Every beginning is hard. "In the Name of God", the first song of "At the Edge of Damnation", suffers from a slightly awkward chorus. Despite this minor flaw, it is a decent opener, but the remaining tracks of the A side hit the mark much more impressively. Deathwish play a form of prototypical black thrash metal. I freely confess: back in 1987, we did not know how to name their style of metal. It was just thrash metal. Yet today I realize that the compositions of the talented four-piece had a slightly satanic touch as well. Please note that the musicians were definitely no Satanists. Similar to their compatriots of Venom, they just created a certain scenario without forgetting their real characters. Nevertheless, the dudes were authentic in their roles. With that said, let's tackle the main issue, the further songs of "At the Edge of Damnation".

The tunes are perfectly aligned with the artwork (or vice versa). They are therefore rather simple, but with clear structures. Furthermore, they convey a spooky feeling and, last but not least, they have style. Deathwish commute between mid-tempo and high speed, they do not lack of aggression and the outstanding riffs are their biggest asset. "Demonic Attack" blows the listener away due to its energetic, restless verses, the concise chorus and its carefully thought out solo. Additionally, the lead singer delivers an excellent performance. Splendid vocal lines meet a charismatic voice that is not afraid of some high-pitched screams from time to time. Yet this is only the first highlight; many follow.
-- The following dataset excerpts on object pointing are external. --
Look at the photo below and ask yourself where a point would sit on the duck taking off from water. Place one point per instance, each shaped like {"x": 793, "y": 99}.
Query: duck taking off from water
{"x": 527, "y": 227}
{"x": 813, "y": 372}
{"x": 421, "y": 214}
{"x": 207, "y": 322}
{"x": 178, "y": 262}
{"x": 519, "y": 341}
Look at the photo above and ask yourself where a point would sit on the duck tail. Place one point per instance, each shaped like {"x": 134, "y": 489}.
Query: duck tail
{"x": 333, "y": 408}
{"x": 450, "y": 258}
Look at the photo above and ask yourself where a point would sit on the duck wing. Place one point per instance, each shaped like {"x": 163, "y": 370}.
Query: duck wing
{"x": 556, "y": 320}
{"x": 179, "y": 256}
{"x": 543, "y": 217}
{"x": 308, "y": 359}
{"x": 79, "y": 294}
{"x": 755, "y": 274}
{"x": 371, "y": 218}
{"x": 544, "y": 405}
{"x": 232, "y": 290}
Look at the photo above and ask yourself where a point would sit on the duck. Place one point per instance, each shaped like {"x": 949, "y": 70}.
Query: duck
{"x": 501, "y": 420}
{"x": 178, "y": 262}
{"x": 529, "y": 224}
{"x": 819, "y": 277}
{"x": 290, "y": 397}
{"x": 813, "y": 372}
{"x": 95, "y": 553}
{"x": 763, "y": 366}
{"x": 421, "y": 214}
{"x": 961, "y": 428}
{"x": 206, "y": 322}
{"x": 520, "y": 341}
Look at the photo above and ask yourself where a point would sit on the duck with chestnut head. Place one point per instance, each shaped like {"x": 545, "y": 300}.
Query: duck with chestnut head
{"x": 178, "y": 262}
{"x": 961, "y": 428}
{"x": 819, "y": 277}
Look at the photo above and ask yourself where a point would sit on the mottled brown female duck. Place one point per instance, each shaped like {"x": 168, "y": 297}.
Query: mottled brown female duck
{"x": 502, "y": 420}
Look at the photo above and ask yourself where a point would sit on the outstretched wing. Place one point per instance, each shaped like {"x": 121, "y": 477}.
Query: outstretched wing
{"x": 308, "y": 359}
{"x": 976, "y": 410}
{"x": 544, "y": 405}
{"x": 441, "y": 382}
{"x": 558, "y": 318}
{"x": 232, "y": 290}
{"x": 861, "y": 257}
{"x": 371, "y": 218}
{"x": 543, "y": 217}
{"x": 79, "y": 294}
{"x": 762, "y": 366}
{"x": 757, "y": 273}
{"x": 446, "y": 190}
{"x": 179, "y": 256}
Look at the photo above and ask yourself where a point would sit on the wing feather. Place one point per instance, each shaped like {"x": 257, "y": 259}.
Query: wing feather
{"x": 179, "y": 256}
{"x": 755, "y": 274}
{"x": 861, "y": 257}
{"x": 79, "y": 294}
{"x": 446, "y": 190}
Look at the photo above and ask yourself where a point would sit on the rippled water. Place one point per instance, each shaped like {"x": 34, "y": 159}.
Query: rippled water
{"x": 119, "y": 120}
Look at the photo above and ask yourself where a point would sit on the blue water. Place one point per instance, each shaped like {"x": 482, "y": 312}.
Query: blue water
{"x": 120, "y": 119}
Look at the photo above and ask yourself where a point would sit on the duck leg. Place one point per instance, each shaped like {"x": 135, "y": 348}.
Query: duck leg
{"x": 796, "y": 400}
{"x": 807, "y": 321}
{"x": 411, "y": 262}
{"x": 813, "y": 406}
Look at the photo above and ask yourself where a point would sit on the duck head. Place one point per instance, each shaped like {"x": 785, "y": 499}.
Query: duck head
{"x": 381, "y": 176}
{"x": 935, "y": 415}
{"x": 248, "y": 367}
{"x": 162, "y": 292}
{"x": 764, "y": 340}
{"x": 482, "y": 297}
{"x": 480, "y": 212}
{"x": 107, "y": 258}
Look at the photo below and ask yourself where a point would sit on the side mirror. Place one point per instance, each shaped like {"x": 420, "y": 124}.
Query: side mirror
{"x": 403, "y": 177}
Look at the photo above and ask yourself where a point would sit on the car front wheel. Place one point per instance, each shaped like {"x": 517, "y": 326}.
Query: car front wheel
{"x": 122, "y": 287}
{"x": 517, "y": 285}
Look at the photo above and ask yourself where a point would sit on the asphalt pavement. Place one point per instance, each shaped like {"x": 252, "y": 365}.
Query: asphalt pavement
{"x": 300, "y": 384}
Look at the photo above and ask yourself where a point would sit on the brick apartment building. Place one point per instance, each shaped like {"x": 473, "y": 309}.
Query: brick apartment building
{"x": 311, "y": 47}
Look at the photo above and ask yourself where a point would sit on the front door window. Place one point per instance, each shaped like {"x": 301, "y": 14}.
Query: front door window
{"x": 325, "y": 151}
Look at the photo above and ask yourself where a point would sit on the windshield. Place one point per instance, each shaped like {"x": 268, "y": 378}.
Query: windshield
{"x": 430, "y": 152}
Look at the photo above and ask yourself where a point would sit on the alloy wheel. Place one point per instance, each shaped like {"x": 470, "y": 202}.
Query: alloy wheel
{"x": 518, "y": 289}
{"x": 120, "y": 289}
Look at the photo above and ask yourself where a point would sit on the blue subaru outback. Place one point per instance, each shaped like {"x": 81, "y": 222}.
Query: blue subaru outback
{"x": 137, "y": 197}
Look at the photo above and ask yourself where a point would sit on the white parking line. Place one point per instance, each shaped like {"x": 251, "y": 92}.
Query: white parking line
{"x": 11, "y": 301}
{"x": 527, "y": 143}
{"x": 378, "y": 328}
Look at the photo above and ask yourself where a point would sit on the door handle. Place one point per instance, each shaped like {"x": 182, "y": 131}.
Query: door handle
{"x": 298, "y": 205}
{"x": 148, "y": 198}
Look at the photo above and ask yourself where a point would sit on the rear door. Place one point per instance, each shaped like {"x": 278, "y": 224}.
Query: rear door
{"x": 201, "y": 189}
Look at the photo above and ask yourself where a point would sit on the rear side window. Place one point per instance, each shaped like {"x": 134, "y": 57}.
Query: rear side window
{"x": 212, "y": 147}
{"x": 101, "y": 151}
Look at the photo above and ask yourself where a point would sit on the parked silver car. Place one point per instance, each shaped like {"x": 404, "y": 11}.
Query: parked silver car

Idiots, everywhere idiots. One of them designed the back cover with the effect that the song titles do not appear in the right order. The mid-paced "Exorcist" with its double-bass driven chorus is the third track, not, as indicated, the title track. Yet this does not matter at all. Both tunes leave a lasting impression. "At the Edge of Damnation" has, of course, a perfect main riff and the chorus develops a very specific dynamic. Only the solo part is somewhat strange, because it does not possess the fundamental heaviness of the other song parts. Anyway, all these pretty irrelevant details are forgiven as soon as the furious "Leaving Your Life Behind" blows the horns for attack. Razor-sharp guitar lines form an unbending thrash jewel. To put it in a nutshell, the songs of the A side deserve the highest praise, only the opener cannot keep the pace. And there is another small deficiency. The production lacks slightly of power. The single instruments are not perfectly defined. But I don't care. Although this is not the most brilliant mix in the history of metal, it is absolutely acceptable and everybody who does not buy this album just because of its sound needs a doctor. We who are healthy enjoy the old school feeling.

The B side... is a typical B side. Guess you know what I mean. There is not a significant loss of quality and the robust and powerful tracks remind the listener of the fact that it is always good to be able to play air guitar. "For Evil Done", for instance, has all it needs to be a well respected member of the thrash community. Doubtlessly, coherent riffs, the hoarse yet vigorous voice and logical structures still characterize the songs. Yet whenever I have to choose between the A and the B side, my decision is clear. Nevertheless, "Sword of Justice", a close relative of "Demonic Attack", gets the pulse racing faster in view of its straight and fast conception. Deathwish were just too strong to write mediocre tracks and the entire album is worth listening. So many bands have molested us with half-baked comebacks (names like Metal Church, Running Wild or Bulldozer come to my mind) with the effect that I don't know whether to laugh or to cry that Deathwish never returned. However, the quality of their two classic albums will remain unaffected.